14/05/2026
LE CHAMP N’A PAS PERDU QUE SES OISEAUX.
IL A AUSSI PERDU SES FLEURS.
On se souvient d’un champ autrement.
Du bleu des bleuets.
Du rouge des coquelicots.
Du rose violacé de la nielle des blés.
Des petites fleurs discrètes qu’on ne regardait même pas, parce qu’elles semblaient faire partie du paysage.
Elles portaient un nom presque oublié : plantes messicoles.
Ce sont les compagnes traditionnelles des moissons, des vignes et parfois des vergers. Elles poussent dans les cultures depuis des siècles, au rythme du travail des champs. Mais elles sont peu compétitives, et beaucoup ont fortement reculé avec l’évolution des pratiques agricoles : désherbage plus efficace, tri des semences, simplification des paysages, raréfaction des bordures fleuries. La DREAL Grand Est rappelle que ces plantes sont aujourd’hui “en voie de raréfaction” à cause de l’évolution des pratiques agricoles.
Le constat national est très clair : le Plan national d’actions en faveur des messicoles indique que, parmi 92 taxons en France métropolitaine, 20 sont menacés d’extinction et 16 sont quasi-menacés.
Ce ne sont pas seulement de jolies fleurs qu’on perd.
Quand les fleurs des champs disparaissent, les pollinisateurs perdent une ressource.
Les graines sauvages disparaissent du paysage.
Les bords de moissons deviennent plus pauvres.
Et la campagne garde sa forme… mais perd une partie de sa couleur.

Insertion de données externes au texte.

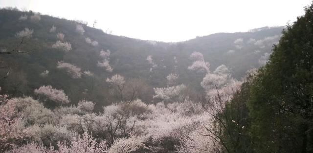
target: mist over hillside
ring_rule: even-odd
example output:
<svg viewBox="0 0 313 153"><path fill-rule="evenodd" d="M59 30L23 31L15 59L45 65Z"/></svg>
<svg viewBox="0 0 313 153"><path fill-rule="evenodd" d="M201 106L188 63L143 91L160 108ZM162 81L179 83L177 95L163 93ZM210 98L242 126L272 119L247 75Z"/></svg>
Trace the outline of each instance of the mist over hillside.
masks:
<svg viewBox="0 0 313 153"><path fill-rule="evenodd" d="M304 11L286 26L164 43L0 9L0 152L312 153Z"/></svg>
<svg viewBox="0 0 313 153"><path fill-rule="evenodd" d="M191 88L201 91L199 85L203 76L187 69L192 62L189 56L194 51L203 54L211 69L225 65L234 78L240 79L247 70L265 64L283 29L282 27L266 27L251 32L217 33L182 42L166 43L114 36L75 21L46 15L40 16L41 20L37 21L30 19L33 15L31 12L0 11L1 50L9 50L19 44L20 40L15 37L17 32L25 28L33 30L32 38L21 48L22 51L29 53L1 54L2 65L10 66L1 69L2 76L12 70L5 81L2 79L0 83L0 86L5 89L2 92L14 96L32 95L34 89L41 86L51 85L64 89L74 103L86 98L102 106L117 100L110 94L109 85L105 82L107 78L115 74L127 79L143 80L147 84L147 93L141 98L148 103L153 101L152 87L166 86L166 77L172 72L179 74L179 83L188 83ZM23 16L28 18L21 19ZM77 25L82 26L83 34L75 31ZM55 31L50 32L53 26ZM70 51L53 48L59 33L64 35L63 41L71 44ZM92 44L92 42L97 44ZM110 51L107 61L112 71L97 66L98 61L105 60L100 56L102 50ZM152 66L146 60L149 55L155 64L151 70ZM73 79L57 67L59 61L71 64L93 75ZM48 74L41 76L45 71L48 71Z"/></svg>

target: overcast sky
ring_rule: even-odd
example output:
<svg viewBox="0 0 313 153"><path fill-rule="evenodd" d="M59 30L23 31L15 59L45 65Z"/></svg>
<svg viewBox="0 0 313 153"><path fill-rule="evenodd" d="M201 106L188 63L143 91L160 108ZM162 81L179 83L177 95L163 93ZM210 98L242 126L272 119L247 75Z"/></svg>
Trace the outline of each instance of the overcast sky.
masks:
<svg viewBox="0 0 313 153"><path fill-rule="evenodd" d="M142 40L183 41L218 32L285 25L311 0L0 0L43 14L87 21L112 34Z"/></svg>

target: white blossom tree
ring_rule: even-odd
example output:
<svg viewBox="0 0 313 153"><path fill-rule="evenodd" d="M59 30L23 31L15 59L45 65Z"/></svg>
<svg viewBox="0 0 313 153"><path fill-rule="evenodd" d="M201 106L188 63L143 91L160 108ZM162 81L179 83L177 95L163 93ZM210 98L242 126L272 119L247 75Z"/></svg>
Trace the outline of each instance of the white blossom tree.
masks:
<svg viewBox="0 0 313 153"><path fill-rule="evenodd" d="M167 85L172 86L176 84L176 81L179 77L179 75L176 73L171 73L166 76L167 79Z"/></svg>
<svg viewBox="0 0 313 153"><path fill-rule="evenodd" d="M48 99L60 104L69 103L68 97L64 93L63 90L53 88L51 86L43 86L39 88L35 89L34 92L36 94L44 95Z"/></svg>
<svg viewBox="0 0 313 153"><path fill-rule="evenodd" d="M55 32L56 29L57 28L54 26L54 25L52 25L52 27L51 27L51 28L50 29L49 32L50 32L50 33Z"/></svg>
<svg viewBox="0 0 313 153"><path fill-rule="evenodd" d="M39 14L35 14L30 16L30 20L32 22L38 22L41 20L40 15Z"/></svg>
<svg viewBox="0 0 313 153"><path fill-rule="evenodd" d="M65 69L73 79L80 78L82 76L81 69L72 64L59 61L57 68Z"/></svg>
<svg viewBox="0 0 313 153"><path fill-rule="evenodd" d="M72 50L72 45L69 43L63 43L60 41L57 41L55 44L52 45L52 48L65 51L70 51Z"/></svg>
<svg viewBox="0 0 313 153"><path fill-rule="evenodd" d="M64 36L65 36L65 35L64 34L63 34L63 33L61 33L61 32L60 32L60 33L58 33L57 34L57 38L59 40L61 41L63 41L63 40L64 39Z"/></svg>
<svg viewBox="0 0 313 153"><path fill-rule="evenodd" d="M39 74L39 75L40 75L40 76L43 77L46 77L48 76L48 74L49 74L49 71L47 70L46 70L44 72L40 73L40 74Z"/></svg>
<svg viewBox="0 0 313 153"><path fill-rule="evenodd" d="M20 17L20 18L19 18L19 20L20 21L25 21L27 20L28 18L28 16L27 15L24 14L23 15L21 15L21 17Z"/></svg>
<svg viewBox="0 0 313 153"><path fill-rule="evenodd" d="M32 36L34 30L25 28L23 30L18 32L15 36L18 38L30 38Z"/></svg>
<svg viewBox="0 0 313 153"><path fill-rule="evenodd" d="M107 78L106 81L113 86L118 91L120 98L121 100L123 101L124 99L123 90L126 82L124 77L116 74L112 76L111 78Z"/></svg>
<svg viewBox="0 0 313 153"><path fill-rule="evenodd" d="M85 30L84 30L84 28L81 25L76 24L76 28L75 31L81 35L83 35L85 32Z"/></svg>

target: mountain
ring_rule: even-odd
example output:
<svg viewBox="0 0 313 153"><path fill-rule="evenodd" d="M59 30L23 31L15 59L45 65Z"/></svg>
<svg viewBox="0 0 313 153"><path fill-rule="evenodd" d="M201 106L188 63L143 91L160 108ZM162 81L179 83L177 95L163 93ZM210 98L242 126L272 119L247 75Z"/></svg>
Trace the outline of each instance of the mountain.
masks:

Il faut aussi être juste : toutes les messicoles n’ont pas le même statut. Le coquelicot reste visible dans beaucoup d’endroits. Le bleuet revient parfois ici ou là. Mais d’autres, comme la nielle des blés, l’adonis, le miroir de Vénus ou le peigne-de-Vénus, sont devenues rares selon les régions.
Alors non, un champ “propre” n’est pas toujours un champ vivant.
Parfois, ce que l’on appelait “mauvaises herbes” était en réalité la mémoire florale des moissons.
Quand les fleurs des champs disparaissent,
ce n’est pas seulement la couleur qui s’efface.
C’est tout un vieux dialogue entre la terre, les insectes et les saisons.
Sources : Plan national d’actions messicoles, DREAL Grand Est, UICN France / INPN.